Another anonymous official, this one with the US State department, told the New York Times that the US would be providing Belarus with information on constructing a nuclear power plant with the goal of weaning the former Soviet republic off its dependence on Russia’s natural gas.

The underpinnings of the apparent trade of HEU for the know-how to build a nuclear power plant quickly ignited pundits who are sceptical that America will assist Belarus in its goal.

“I don’t think that there will be any action behind this announcement,” Georgy Lepin, a nuclear energy specialist, told Bellona Web. “And the problems are linked not to whether or not America will help, but to the fact that Belarus has no resources for building a nuclear power plant.”

What the US agreed to in writing

For all intent and purposes, however, the agreement signed last week between Belarus and the United States only goes so far. The United States does promise to furnish know-how, but only as far as building research reactors that run on low-enriched uranium is concerned.
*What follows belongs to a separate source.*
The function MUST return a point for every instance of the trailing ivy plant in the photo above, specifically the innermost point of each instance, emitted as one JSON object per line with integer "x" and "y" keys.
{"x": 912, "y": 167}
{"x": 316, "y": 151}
As for building nuclear power plants, the United States has only agreed to “strengthen global cooperation in the area of the peaceful use of nuclear energy” and “to support this activity, which includes a competitive design process and the construction of reliable and safe [nuclear power] stations operating in accord with the guarantees of the IAEA. The United States supports the efforts of Belarus toward possible speedy realization of this commercial project.”

Promising Belarus support in its efforts to “participate in program that includes a competitive design process” is a fairly empty phrase. Belarus has indeed selected a design called AES-2006 from a Russian contractor for the construction of a nuclear power plant, and suggested that it sell energy to Lithuania. But that country is enraged that Belarus would build a nuclear power plant near its borders and its capital Vilnius.

But perhaps a bigger problem with Belarus ever seeing any assistance from the United States in building a nuclear power plant lies in a clause of last week’s agreement concerning human rights, which reads: “The United States hopes to see significant progress in [the area of human rights] specifically in matters guaranteeing moves toward conducting a presidential election in Belarus in December corresponding to international standards.”  

It may be suggested that Lukashenko, who stands again for office in 2011, and who has risen and re-risen to power on the backs of rigged elections, sold the commodity of his highly enriched uranium on the cheap.